The Last Chicken in America, which author Ellen Litman bills as "a novel in stories," is a lovely collection of interrelated tales focusing on the Russian-Jewish immigrants in the Squirrel Hill neighborhood of Pittsburgh. Her characters are teenagers, young and old men and women from different walks of life, recent arrivals to the United States, American and Russian, Jewish and not; together they people a dense, close-knit and slightly claustrophobic community. Some want to leave and some want to stay, but they all work to survive and find love and meaning under challenging circumstances.

The stories follow a whole cast of characters but several center around one young woman, Masha, a teenager applying for college, working a series of unsatisfying jobs and yearning for something better. I could almost feel her trying to push her way through the world, looking for someone to understand her suffocation and her need for freedom. Her parents, whose problems are addressed later, in their own story, want to keep her close; a wealthy woman for whom she works wants to make Masha her kind of Jew without bothering to understand Masha for herself, and her teacher, a non-Jewish Russian, can't deal with who she is either. Masha's stories form the heart of the book; they bring to the surface rifts in understanding and missed connections, but ultimately her story is optimistic and hopeful.

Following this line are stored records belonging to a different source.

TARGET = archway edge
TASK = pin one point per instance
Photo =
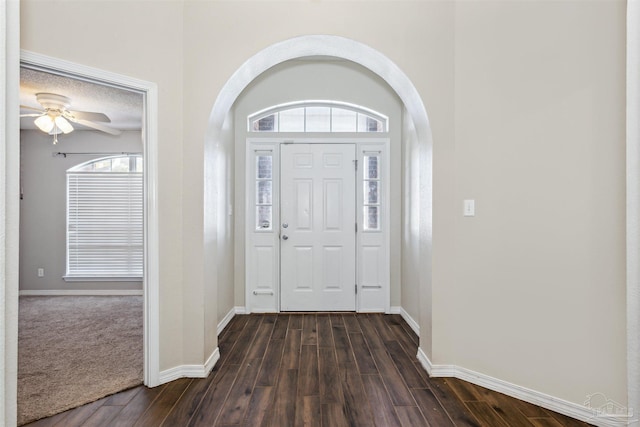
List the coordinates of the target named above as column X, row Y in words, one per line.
column 321, row 45
column 337, row 47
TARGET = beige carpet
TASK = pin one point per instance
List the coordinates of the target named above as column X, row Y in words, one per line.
column 75, row 350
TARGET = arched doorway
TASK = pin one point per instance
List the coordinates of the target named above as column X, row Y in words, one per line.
column 218, row 147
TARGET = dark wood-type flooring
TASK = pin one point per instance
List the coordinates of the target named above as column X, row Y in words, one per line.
column 315, row 370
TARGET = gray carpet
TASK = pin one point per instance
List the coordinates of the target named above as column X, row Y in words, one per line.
column 75, row 350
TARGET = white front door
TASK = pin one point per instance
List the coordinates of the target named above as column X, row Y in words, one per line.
column 318, row 227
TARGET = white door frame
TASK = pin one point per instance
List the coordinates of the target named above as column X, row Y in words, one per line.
column 151, row 289
column 262, row 290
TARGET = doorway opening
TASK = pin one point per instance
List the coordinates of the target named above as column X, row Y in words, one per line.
column 304, row 249
column 133, row 267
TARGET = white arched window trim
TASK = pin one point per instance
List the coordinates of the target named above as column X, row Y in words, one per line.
column 361, row 117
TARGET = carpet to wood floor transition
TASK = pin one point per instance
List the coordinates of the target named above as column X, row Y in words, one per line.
column 76, row 349
column 317, row 370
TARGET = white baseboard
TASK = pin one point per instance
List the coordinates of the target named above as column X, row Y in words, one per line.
column 79, row 292
column 570, row 409
column 190, row 371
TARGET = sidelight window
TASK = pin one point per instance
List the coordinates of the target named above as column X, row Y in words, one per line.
column 372, row 189
column 264, row 190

Other characters, like Natasha, who tries content herself with what she finds easily attainable, like an uncomfortable (but readily proffered) friendship with a coworker, or an unsatisfying but available boyfriend, or Tanya, who lives vicariously through her boyfriend's glamorous friends, speak to the theme of alienation and discomfort and bring a range of emotions to life. The characters appear and reappear in each others' stories, so the star of one, like Vika in "When the Neighbors Love You," might show up as a background character in others. When Vika reappears in the last story, her appearance has the feel of a throwaway line until you remember how economically that throwaway line works to resolve her story and her fate. Major themes include immigration, adjustment to a new world with new rules, post-Soviet life outside the Soviet Union, and the harmonies and dissonances of everyday life.

With a good number of stories and a variety of characters, Litman has created a vivid little world inside her slim volume of stories. I loved her fluid prose and her gently literary style. She describes the Squirrel Hill neighborhood so vividly I felt like I was walking down its crowded sidewalks with her characters, past its shops and restaurants. I could see them right down to their clothes and hairstyles, to their cigarettes and lipstick. It was a world I could engage in right away, even if I put the book down for a few days here and there; it was a pleasure to savor these lovely stories. I hope that she has a novel in the works but it doesn't matter- I think I would read anything she writes, I enjoyed this book so much. I'd recommend it to readers interested in sensitive, character-driven short prose, to readers who like solid writing on Jewish and Russian topics, and really to anyone. The Last Chicken could be read as a companion piece to Sana Krasikov's fine debut One More Year, another volume of short stories about Soviet immigrants, which came out earlier this year as well, but it stands beautifully on its own. It's a wonderful little book.

Rating: BUY

FTC Disclosure: I did not receive this book for review from the publisher.

1 comment:

bermudaonion said...

I love interrelated stories. This sounds like a gem of a collection!